Despite being set up and introduced as an ordinary and uneventful person, Mordecai Tremaine is the amateur sleuth of the text or as a friend of his would say a ‘murder magnet’ and atmospherically he reminded me of Cyril Hare’s Francis Pettigrew. His curiosity is piqued even before arriving at Grame’s house since at the bottom of his invite is a postscript foretelling doom for Grame and begs for Tremaine’s help. Needless to say Tremaine is eager to take up so vague a case as ‘he was running into adventure. Somewhere ahead of him a problem was waiting for him…’ Moreover, it has been a while since he had been involved in a real case so ‘his appetite for detection had been compelled to feed upon literature and he had forgotten the sordid background of hate, fear and jealousy. He had forgotten that the end of the pursuit was sick disillusionment and the destruction of a human creature. He was conscious only of the excitement of the chase and the keenness of testing his brain against the cunning of a murderer.’
The structure of the novel reminded me of Georgette Heyer’s ventures into detective fiction in that the story starts by building up to the death, accumulating small curious incidences. Why did Charlotte deny being in a tea shop? Who was the scary man Tremaine encountered on his way to the house? What is in Gerald’s packages? Why is Rainer acting out of character and becoming increasingly withdrawn? The novel also shares with Heyer the trope of the young couple in love. However, I think the central amateur sleuth and the writing style of the book differs from Heyer’s works.
Of course events eventually do catch up with those mentioned in the preview, though now with further surprising and shocking details, combined with further small events which cast the net of suspicion over many characters. Why was Charlotte fully dressed? How did Wynton arrive at the house so quickly, since he wasn’t staying there that night? Who was the Father Christmas who entered the house earlier on? Who took all the presents? Superintendent Connack who takes charge of the case is aware of Tremaine’s reputation and therefore allows him to help unofficially. The rest of the novel mostly tracks Tremaine’s investigation and inquiries and I found it interesting the way they were described. For example the image of the detective locked into some sort primeval hunter/ prey struggle is mooted, along with Tremaine regarding the investigation in theatrical terms wondering how many acts there will be. In addition, his methods of remembering a crime scene or a sea of people’s faces is depicted in photographic terms and overall I felt the writing style of this book was aiming to be more literary (if that is the correct word). The sentence syntax and language did remind me a bit of Oscar Wilde’s The Picture of Dorian Gray (1890) in that the position and choice of words at times did feel consciously considered and chosen. The effect of this is generally favourable, especially when commenting on characters, however, it was a bit overdone at points in regards to describing settings.

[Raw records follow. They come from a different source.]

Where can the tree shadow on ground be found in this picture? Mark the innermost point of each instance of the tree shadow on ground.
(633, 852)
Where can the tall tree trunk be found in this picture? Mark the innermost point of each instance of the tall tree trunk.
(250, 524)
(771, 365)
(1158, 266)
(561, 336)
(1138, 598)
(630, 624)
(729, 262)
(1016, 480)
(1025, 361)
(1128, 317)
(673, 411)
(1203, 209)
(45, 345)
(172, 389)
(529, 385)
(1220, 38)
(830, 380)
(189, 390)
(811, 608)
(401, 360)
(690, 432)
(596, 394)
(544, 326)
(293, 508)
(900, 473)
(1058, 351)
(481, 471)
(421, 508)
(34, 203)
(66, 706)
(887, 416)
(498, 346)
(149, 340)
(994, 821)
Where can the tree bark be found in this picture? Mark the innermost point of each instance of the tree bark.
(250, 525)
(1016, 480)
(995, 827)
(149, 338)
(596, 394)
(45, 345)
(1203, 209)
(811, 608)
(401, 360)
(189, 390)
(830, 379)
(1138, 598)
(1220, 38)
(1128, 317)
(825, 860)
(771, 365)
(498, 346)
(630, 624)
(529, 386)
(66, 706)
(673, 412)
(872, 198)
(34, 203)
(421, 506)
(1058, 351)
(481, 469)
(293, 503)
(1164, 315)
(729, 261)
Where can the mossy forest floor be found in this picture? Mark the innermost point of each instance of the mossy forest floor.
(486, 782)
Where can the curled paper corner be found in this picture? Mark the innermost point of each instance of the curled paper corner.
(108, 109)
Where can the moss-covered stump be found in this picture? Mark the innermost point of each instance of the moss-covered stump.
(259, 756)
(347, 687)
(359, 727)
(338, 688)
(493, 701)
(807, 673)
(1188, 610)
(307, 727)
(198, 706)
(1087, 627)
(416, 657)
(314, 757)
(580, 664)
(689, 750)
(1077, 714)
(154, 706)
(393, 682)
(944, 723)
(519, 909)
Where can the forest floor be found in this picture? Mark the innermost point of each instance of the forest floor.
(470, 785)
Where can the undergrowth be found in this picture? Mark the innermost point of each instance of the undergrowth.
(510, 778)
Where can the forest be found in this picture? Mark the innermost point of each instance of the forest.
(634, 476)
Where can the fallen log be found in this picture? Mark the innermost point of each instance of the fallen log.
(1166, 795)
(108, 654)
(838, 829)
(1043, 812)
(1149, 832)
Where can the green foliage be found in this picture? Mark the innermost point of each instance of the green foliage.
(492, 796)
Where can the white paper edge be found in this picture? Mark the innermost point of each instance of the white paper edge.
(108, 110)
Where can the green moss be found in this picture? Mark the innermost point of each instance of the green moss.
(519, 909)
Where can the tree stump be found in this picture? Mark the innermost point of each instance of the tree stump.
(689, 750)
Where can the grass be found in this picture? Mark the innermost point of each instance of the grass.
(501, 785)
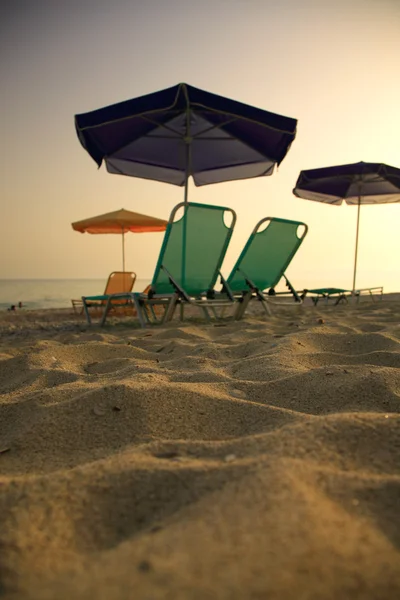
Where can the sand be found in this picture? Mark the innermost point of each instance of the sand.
(251, 460)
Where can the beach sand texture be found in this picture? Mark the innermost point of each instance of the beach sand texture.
(251, 460)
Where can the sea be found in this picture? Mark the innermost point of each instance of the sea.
(51, 293)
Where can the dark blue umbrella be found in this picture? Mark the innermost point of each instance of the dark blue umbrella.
(359, 183)
(183, 131)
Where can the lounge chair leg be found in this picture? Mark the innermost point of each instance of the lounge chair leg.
(86, 309)
(242, 306)
(105, 313)
(266, 307)
(139, 312)
(170, 309)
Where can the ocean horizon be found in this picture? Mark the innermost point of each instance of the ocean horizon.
(52, 293)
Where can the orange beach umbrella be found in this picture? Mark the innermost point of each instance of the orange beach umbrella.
(120, 221)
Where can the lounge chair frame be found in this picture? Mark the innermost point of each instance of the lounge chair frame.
(252, 290)
(145, 303)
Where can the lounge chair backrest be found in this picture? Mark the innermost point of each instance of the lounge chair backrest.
(267, 254)
(120, 282)
(193, 249)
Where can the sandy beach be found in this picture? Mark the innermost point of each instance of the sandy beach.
(249, 460)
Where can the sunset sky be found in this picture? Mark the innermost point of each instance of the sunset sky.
(332, 65)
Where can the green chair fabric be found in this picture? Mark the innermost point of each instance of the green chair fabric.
(189, 263)
(267, 254)
(193, 249)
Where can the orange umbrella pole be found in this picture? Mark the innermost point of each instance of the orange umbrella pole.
(355, 257)
(123, 250)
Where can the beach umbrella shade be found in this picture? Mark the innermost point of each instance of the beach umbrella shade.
(183, 131)
(355, 184)
(120, 222)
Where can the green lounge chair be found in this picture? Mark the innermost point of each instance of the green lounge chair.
(263, 262)
(189, 263)
(342, 295)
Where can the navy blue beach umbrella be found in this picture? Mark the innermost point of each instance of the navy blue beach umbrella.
(356, 184)
(183, 131)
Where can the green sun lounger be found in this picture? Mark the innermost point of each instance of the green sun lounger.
(263, 262)
(189, 263)
(342, 295)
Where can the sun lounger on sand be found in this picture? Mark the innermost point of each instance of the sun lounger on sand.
(189, 263)
(263, 262)
(119, 282)
(342, 295)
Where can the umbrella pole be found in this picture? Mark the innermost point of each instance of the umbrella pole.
(355, 257)
(123, 250)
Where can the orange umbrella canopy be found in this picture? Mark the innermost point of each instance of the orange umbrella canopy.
(120, 221)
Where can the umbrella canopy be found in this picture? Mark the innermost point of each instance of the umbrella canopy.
(356, 184)
(120, 221)
(183, 131)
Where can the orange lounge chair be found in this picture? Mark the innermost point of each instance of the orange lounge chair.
(119, 282)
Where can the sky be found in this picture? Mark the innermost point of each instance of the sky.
(331, 65)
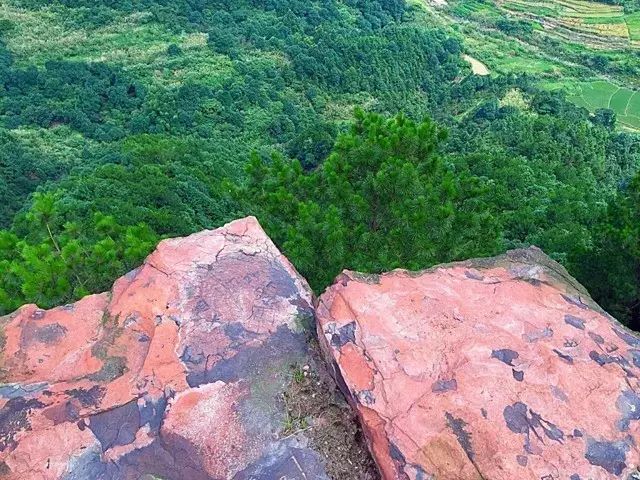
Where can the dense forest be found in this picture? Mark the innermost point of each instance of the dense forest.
(351, 129)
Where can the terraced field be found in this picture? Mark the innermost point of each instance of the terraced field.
(603, 94)
(596, 22)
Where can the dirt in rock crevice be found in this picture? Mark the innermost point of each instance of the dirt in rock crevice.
(317, 408)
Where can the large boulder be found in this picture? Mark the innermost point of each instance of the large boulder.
(496, 369)
(177, 373)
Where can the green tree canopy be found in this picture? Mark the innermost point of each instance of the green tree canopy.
(383, 199)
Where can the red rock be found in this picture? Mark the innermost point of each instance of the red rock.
(177, 373)
(496, 369)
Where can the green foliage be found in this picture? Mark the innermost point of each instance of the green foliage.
(59, 263)
(612, 269)
(132, 121)
(383, 199)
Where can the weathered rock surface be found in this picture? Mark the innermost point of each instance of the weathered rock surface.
(177, 373)
(494, 369)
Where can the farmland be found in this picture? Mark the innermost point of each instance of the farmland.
(590, 50)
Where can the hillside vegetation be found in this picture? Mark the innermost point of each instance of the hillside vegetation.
(588, 49)
(124, 122)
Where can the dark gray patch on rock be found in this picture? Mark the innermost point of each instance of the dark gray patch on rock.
(629, 338)
(14, 417)
(396, 454)
(521, 419)
(169, 457)
(152, 413)
(285, 461)
(236, 332)
(464, 438)
(112, 368)
(505, 355)
(117, 426)
(538, 335)
(563, 356)
(89, 466)
(49, 334)
(14, 390)
(344, 335)
(87, 398)
(366, 397)
(574, 321)
(188, 356)
(473, 275)
(201, 306)
(609, 455)
(575, 301)
(250, 361)
(558, 393)
(441, 386)
(635, 357)
(628, 404)
(601, 359)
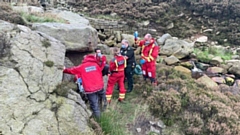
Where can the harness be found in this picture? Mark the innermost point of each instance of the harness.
(149, 58)
(116, 62)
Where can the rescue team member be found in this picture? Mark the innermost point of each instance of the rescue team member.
(117, 65)
(149, 55)
(128, 53)
(102, 61)
(92, 81)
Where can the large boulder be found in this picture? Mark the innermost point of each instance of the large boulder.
(76, 37)
(171, 60)
(176, 47)
(234, 67)
(130, 39)
(208, 82)
(30, 69)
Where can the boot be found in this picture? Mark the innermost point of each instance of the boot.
(121, 101)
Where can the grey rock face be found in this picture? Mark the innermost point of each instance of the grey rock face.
(76, 37)
(178, 48)
(30, 70)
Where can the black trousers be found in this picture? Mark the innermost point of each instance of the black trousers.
(128, 71)
(94, 102)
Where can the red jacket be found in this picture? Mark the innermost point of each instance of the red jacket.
(102, 61)
(149, 52)
(118, 63)
(90, 72)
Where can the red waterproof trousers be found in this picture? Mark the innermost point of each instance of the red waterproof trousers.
(149, 69)
(116, 77)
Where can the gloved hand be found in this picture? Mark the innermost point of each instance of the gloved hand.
(79, 80)
(142, 61)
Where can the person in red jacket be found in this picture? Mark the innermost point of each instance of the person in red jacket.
(149, 55)
(92, 81)
(117, 65)
(102, 61)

The solution to the case is quite complicated and did come as a surprise, though I am not entirely sure if that is surprise in a good way or a bad way. Were the character revelations/ reversals good in that you the reader were completely fooled about them or were these surprises unprepared for? To be honest I’m still in a quandary about it and can’t decide whether I liked it or not. Moving from one subjective area to another, my main issue with the book was pacing. Due to it leaning towards the Heyer structure the pace is slow for the most part, with Tremaine’s case seeming like a wild goose catch until the body turns up. But then at random moments the pace speeds up again especially near the end, but in my opinion it was too much as I felt at one point I was being overloaded with extra information about the suspects, rather than finding these details out more gradually through interviews with the detective. Moreover, this information felt like it had been given too late for to me to do anything with it, as Tremaine’s solution promptly follows. I much preferred this book in comparison to C. H. B. Kitchin’s Crime at Christmas, as the writing style is much stronger and the plot more engaging, so I think the only thing you need to consider before buying this book is what sort of pace you prefer.